Banks and the future of work

December 2, 2017

Finance industry workers are facing increasing pressure as banks seek to maximise their already hefty profits. Our jobs are becoming increasingly precarious, and all the while our wages and conditions are being threatened with cuts.

These days, if you walk into a bank, you’ll find very few staff and a lot of ATMs, which not only give cash but do almost everything a teller can do. You will also find a concierge, whose job is to shift customers to self-service via online banking. Tellers have performance targets for shifting customers online.

These measures go hand-in-hand with the banks’ move to close down as many branches as possible. Almost every month, banks announce another round of branch closures and job cuts. Hardest hit are regional and rural communities where job opportunities are few and far between.

The same is happening in the banks’ call centres. Every statement by call centre staff is recorded. Any deviation from the call centre script, even forgetting to say “thank you” or “hello” could be considered a breach of policy and result in performance management, or being placed on a black list.

Call centre workers are in constant fear of losing their jobs offshore where workers are paid a fraction of the Australian wage.

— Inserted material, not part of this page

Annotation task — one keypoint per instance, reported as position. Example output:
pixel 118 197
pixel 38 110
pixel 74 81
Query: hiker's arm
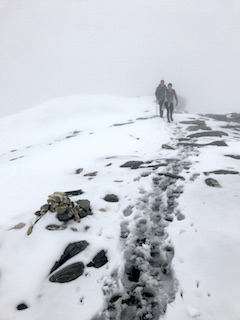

The same trend is happening in the back offices, which provide support for the frontline staff. When it comes to outsourcing, no area has been hit harder than information technology. It is not that the work is not there. The problem is that the banks see back office staff as an expense and not a revenue earner like the front office staff. So these jobs are always on the line.

Jobs

The National Australia Bank (NAB) announced recently it would sack 6000 workers despite also revealing a $5.3 billion profit. These jobs are defined broadly enough to include multiple job types in a single role, which means up to 8000 people could lose their jobs.

NAB said it will add 2000 new jobs in its “digital” area, and promised to redeploy as many of these people as possible. But it is always cheaper to hire new staff with the relevant skills than to retrain people.

ANZ Bank has announced it will restructure its Australian Division into smaller units that would operate as small “start up” companies. ANZ said it would be adopting “Agile” methods to form tribes, made of squads, which are made of scrum teams.

Many large multinationals have embraced the Agile concept as the future of work. In fact, it is just another new way to exploit workers.

Using concepts such as daily “stand ups”, time boxing, showcasing and visual boards, Agile monitors workers every second of the day. Their output is tracked on a board, which shows where people are up to compared to others.

These corporate transformations are pushing workers to the limits, without adequate training or time to adapt. Their performance is then viewed as being “below expectations” by management, leading to performance management and, ultimately, the sack.

Future of work

Westpac recently launched an initiative called “Workforce Revolution”. It was meant to give “hope” back to staff. It invited a “futurist” in to provide a vision of what the future work would look like. That was scary.

They predicted that rather than having a single job in a company or industry, workers would have multiple jobs for which they would compete against others. So, for instance, a person might be a bank worker for one day in the week, and on the other days they might be a gardener or a delivery driver. This would be “enabled” by technology that would allow workers to “sell” their skills on a virtual market from which bosses could pick and choose the cheapest person.

Does this sound familiar? It is the gig economy where you can be an Uber driver one day, a Deliveroo person the next and an Air Tasker the following.

Gig economy workers are some of the most exploited workers in the world, without an enterprise agreement or a union to protect them.

This is apparently the future of work. We can either accept that capitalism has free reign to decide our future, or we can fight back and demand a voice in how the economy is shaped.

The Big Four banks make combined profits of about $30 billion a year. These profits come from: branch closures and staff lay-offs; increased workloads; naming and shaming “under performers”; sending jobs offshore; pushing workers onto one-year contracts; and sales-driven performance management.

The most insidious attack of all has been the introduction of the Conduct Background Check. This is essentially a black list that allows bank bosses to put any bank worker onto a register, to which other banks have access, for any breach of policy.

Being on this register could mean the end of your career.

Royal commission

There has been scandal after scandal in the banking industry, highlighting the sales-driven, profits-at-all-costs culture, which is being driven from the top. These include: dodgy investment advice; selling loans to people who do not need them; CBA’s rejection of insurance claims for genuine cases; rigging interest rates; and money laundering.

The government’s backflip — agreeing to a royal commission into the Big Four banks — has only come about because of mounting pressure from below. The fact that the Big Four banks asked for it, to clean up the banks’ image, is revealing.

In April last year the Finance Sector Union called for a royal commission into the industry but warned that it needed to focus on the “systemic problems caused by failed leadership of our industry”. It also said that the terms of reference must ensure that it is not allowed “to become a witch hunt that focuses on individual workers”.

Over the next year, evidence given to this commission will provide many openings for union and community campaigns to drive the point home that the banking industry must be renationalised and control of our money given back to workers and the community.